File limitations and processing

AI Hub enforces these maximum resource limits for files.

  • Single file: 50 MB or 800 pages
  • Total single-upload size: 100 MB

  • Conversations: About 500 files or 4,000,000 tokens

    In conversations, the total upload limit is based on a token limit of 4 million. The token limit might be encountered with fewer than 500 files. 500 files is an approximation of the token limit and enforced in the user interface only. When creating conversation by API, you can add any number of files, up to the token limit.
  • Automation projects: 500 files

  • Automation app runs: 1,000 files

Supported file types

These file types are supported for import.

.bat, .bashc, .c, .cc, .chtml, .cmake, .cmd, .cpp, .cs, .css, .csv, .cxx, .cy, .dockerfile, .doc, .docx, .eml, .gdoc, .go, .gsheet, .gslides, .h++, .hpp, .html, .java, .jpeg, .jpg, .js, .json, .mht, .mhtml, .mkfile, .msg, .pdf, .perl, .php, .plsql, .png, .pptx, .py, .pxi, .pyx, .r, .rd, .rs, .rtf, .ruby, .tif, .tiff, .ts, .txt, .xls, .xlsx, .xml, .yaml, .yml, .zsh

When browsing connected Google Drives, native Google file types (.gdoc, .gsheet, .gslides) are displayed in the file explorer but the files are converted to PDF when imported.

In commercial and enterprise automation projects with file splitting enabled, multipage files can include multiple documents. For best results in all other projects and conversations, use one file for each document.
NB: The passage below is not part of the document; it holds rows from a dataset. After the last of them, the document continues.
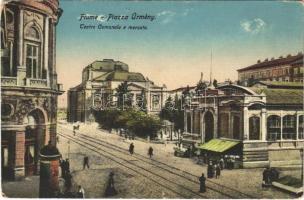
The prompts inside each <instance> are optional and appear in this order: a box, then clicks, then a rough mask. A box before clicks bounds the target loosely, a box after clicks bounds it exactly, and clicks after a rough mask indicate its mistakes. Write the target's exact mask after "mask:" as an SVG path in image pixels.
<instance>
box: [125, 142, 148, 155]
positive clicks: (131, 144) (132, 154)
mask: <svg viewBox="0 0 304 200" xmlns="http://www.w3.org/2000/svg"><path fill="white" fill-rule="evenodd" d="M129 152H130V154H131V155H133V153H134V144H133V142H132V143H131V144H130V146H129ZM148 156H149V157H150V158H152V156H153V148H152V147H151V146H150V147H149V149H148Z"/></svg>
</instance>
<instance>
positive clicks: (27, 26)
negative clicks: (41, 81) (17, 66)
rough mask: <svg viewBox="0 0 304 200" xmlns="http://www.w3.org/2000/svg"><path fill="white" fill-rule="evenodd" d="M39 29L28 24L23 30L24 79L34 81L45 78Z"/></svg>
mask: <svg viewBox="0 0 304 200" xmlns="http://www.w3.org/2000/svg"><path fill="white" fill-rule="evenodd" d="M39 30H40V29H39V27H38V25H37V24H35V23H34V22H30V24H29V25H27V27H26V28H25V30H24V38H25V42H24V44H25V46H24V48H25V50H24V54H25V65H26V77H27V78H34V79H42V78H46V74H45V70H43V71H42V65H41V63H42V52H41V50H42V49H41V38H42V37H41V34H40V32H39Z"/></svg>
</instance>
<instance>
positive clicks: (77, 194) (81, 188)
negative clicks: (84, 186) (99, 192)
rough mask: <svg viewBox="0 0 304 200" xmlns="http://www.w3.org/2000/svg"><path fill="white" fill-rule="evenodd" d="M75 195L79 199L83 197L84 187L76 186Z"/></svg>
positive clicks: (83, 198) (84, 196)
mask: <svg viewBox="0 0 304 200" xmlns="http://www.w3.org/2000/svg"><path fill="white" fill-rule="evenodd" d="M77 197H78V198H80V199H84V198H85V196H84V189H83V188H82V187H81V185H79V186H78V191H77Z"/></svg>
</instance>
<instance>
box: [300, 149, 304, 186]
mask: <svg viewBox="0 0 304 200" xmlns="http://www.w3.org/2000/svg"><path fill="white" fill-rule="evenodd" d="M300 155H301V165H302V170H301V181H302V183H303V185H304V181H303V171H304V160H303V159H304V158H303V148H302V149H300Z"/></svg>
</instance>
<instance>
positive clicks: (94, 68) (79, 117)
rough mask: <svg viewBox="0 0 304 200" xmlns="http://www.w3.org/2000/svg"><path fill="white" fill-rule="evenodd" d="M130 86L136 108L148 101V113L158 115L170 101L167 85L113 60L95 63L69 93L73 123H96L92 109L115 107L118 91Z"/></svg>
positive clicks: (68, 111) (88, 67) (91, 63)
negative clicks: (117, 89) (167, 100)
mask: <svg viewBox="0 0 304 200" xmlns="http://www.w3.org/2000/svg"><path fill="white" fill-rule="evenodd" d="M122 83H127V89H128V91H129V94H130V96H129V97H128V98H130V99H131V101H132V106H136V104H137V103H139V104H141V103H142V102H143V101H145V102H146V108H145V109H146V110H147V113H150V114H158V113H159V112H160V111H161V109H162V107H163V106H164V103H165V100H166V99H167V88H166V86H165V85H162V86H158V85H156V84H155V83H154V82H153V81H151V80H149V79H148V78H147V77H146V78H145V77H144V76H143V75H142V74H141V73H138V72H130V71H129V66H128V65H127V64H126V63H123V62H120V61H114V60H113V59H103V60H100V61H94V62H93V63H91V64H89V65H88V66H86V67H85V68H84V69H83V71H82V82H81V83H80V84H79V85H77V86H75V87H73V88H70V89H69V91H68V94H67V95H68V111H67V117H68V121H69V122H77V121H80V122H88V121H94V116H93V113H92V111H93V110H92V109H98V110H100V109H106V108H110V107H113V106H114V107H115V104H116V102H117V88H118V87H119V86H120V85H121V84H122Z"/></svg>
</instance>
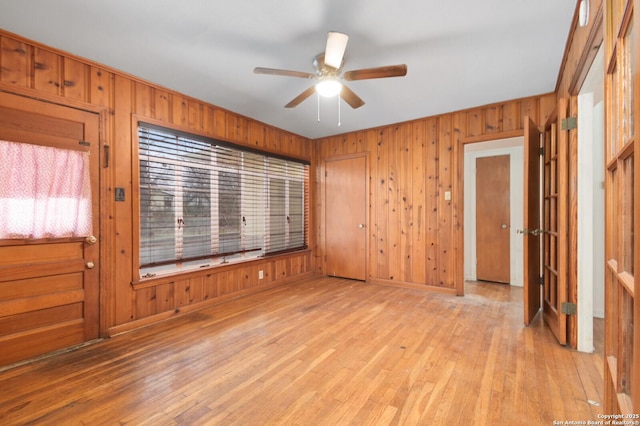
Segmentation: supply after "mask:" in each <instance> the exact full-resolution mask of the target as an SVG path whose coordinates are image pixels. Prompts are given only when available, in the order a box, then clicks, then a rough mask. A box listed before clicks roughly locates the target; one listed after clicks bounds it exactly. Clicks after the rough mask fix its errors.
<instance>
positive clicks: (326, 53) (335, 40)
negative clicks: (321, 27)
mask: <svg viewBox="0 0 640 426" xmlns="http://www.w3.org/2000/svg"><path fill="white" fill-rule="evenodd" d="M348 41H349V36H348V35H346V34H343V33H339V32H336V31H330V32H329V33H328V34H327V47H326V48H325V49H324V63H325V65H329V66H330V67H332V68H335V69H337V70H339V69H340V68H341V67H342V59H343V58H344V51H345V50H346V49H347V42H348Z"/></svg>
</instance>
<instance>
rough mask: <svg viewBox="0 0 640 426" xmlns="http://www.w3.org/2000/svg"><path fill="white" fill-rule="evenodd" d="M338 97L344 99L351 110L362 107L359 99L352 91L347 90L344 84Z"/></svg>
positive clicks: (351, 90)
mask: <svg viewBox="0 0 640 426" xmlns="http://www.w3.org/2000/svg"><path fill="white" fill-rule="evenodd" d="M340 97H341V98H342V99H344V101H345V102H346V103H348V104H349V105H350V106H351V108H353V109H356V108H360V107H361V106H362V105H364V101H363V100H362V99H360V97H359V96H358V95H356V94H355V93H354V92H353V90H351V89H349V88H348V87H347V86H345V85H344V84H343V85H342V91H341V92H340Z"/></svg>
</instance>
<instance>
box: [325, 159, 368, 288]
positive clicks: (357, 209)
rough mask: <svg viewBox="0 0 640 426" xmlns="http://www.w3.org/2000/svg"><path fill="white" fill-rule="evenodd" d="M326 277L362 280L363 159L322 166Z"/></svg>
mask: <svg viewBox="0 0 640 426" xmlns="http://www.w3.org/2000/svg"><path fill="white" fill-rule="evenodd" d="M325 171H326V173H325V200H326V209H325V230H326V232H325V235H326V247H327V249H326V268H327V275H332V276H336V277H343V278H351V279H356V280H366V278H367V270H366V264H367V263H366V254H367V253H366V241H367V186H366V182H367V159H366V157H364V156H357V157H348V158H337V159H331V160H327V161H326V163H325Z"/></svg>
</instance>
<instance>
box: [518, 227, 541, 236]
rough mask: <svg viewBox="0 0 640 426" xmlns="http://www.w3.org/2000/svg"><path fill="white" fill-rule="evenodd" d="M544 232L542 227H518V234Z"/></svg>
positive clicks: (538, 233) (537, 235)
mask: <svg viewBox="0 0 640 426" xmlns="http://www.w3.org/2000/svg"><path fill="white" fill-rule="evenodd" d="M543 232H544V230H543V229H518V234H531V235H534V236H536V237H537V236H538V235H540V234H542V233H543Z"/></svg>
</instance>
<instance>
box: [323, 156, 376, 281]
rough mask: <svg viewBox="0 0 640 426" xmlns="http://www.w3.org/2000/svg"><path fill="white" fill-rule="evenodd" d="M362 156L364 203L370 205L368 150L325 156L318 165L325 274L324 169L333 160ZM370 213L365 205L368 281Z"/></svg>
mask: <svg viewBox="0 0 640 426" xmlns="http://www.w3.org/2000/svg"><path fill="white" fill-rule="evenodd" d="M362 157H364V167H365V194H364V196H365V205H366V206H369V205H370V202H371V200H370V197H369V195H370V188H369V180H370V179H369V176H370V175H371V170H370V169H369V167H370V165H369V152H359V153H354V154H345V155H336V156H332V157H327V158H325V159H323V160H322V164H321V165H320V200H321V203H322V209H321V214H322V217H321V218H320V223H322V232H321V235H320V238H321V240H322V245H321V247H324V248H325V249H324V250H323V253H322V256H321V263H322V270H323V271H324V274H325V275H326V273H327V256H326V251H325V250H326V247H327V245H326V243H327V220H326V219H327V210H326V209H327V191H326V188H327V186H326V185H327V180H326V171H327V163H330V162H333V161H342V160H350V159H354V158H362ZM370 215H371V208H369V207H367V211H366V214H365V229H366V234H365V241H364V252H365V259H364V275H365V281H366V282H368V281H369V257H370V253H369V240H370V239H371V238H370V232H371V230H370V223H371V220H370V217H369V216H370Z"/></svg>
App run results can be exported in CSV or Excel format.

For images, higher resolution provides better digitization results. Aim for a minimum scanning or capture resolution of 300 DPI.

Digitization details

When you upload files to AI Hub, the default digitization process includes these steps.

Modifying digitization settings for your conversation or project can impact these steps.
  • Email attachments are separated and treated as individual files. Inline images are treated as part of the email body.

  • Google Drive files are converted to PDF.

  • PDF layers are flattened to include all text and image elements.

  • Optical character recognition (OCR) is performed on both typed and handwritten text.

  • Page rotation, skew, and warp are corrected.

  • Signatures, checkboxes, and barcodes—both numeric and non-numeric formats—are detected, and appropriate markers are added to the text space.

Spreadsheet limitations

Excel spreadsheets and CSV files are subject to these limitations.

Excel files are processed in their native format, unless you disable Process spreadsheets natively in digitization settings for your conversation or project. Native processing offers better results for wide tables, but doesn’t support embedded objects, such as charts, or source highlighting in results.

Upload limitations

  • Files must be less than 10 MB.

  • Files can contain one large table up to 400 columns. Excel files can contain multiple small- to medium-sized tables on one sheet (totaling 200 rows and 30 columns).

Extraction limitations

Total extracted results are limited to 80,000 cells, for example:

  • If extracting 400 columns, you can retrieve up to 200 rows (400 × 200 = 80,000).

  • If extracting 10 columns, you can retrieve up to 8,000 rows (10 × 8,000 = 80,000).

You can adjust the number of columns and rows as needed within the 80,000 cell limit.

Unsupported features

  • Advanced features such as macros and data validation.

  • Triangular or nested tables.

  • Tables with multi-row or frozen headers.

  • Tables with empty rows or columns.

Token limits

When uploading files, some areas of AI Hub enforce a file-based upload limit while others enforce a total token upload limit. Tokens are the fundamental unit by which LLMs process text. Each token represents a piece of text, such as a whole word, part of a word, or a character. This means the density of information in an uploaded document affects the number of tokens required to encode that information. For example, 500 sparsely populated documents might be encoded in fewer tokens than 50 densely populated documents.

Factors that affect the number of tokens required to encode a document include language and complexity of content. As a guideline, for English text, one token encodes approximately four characters.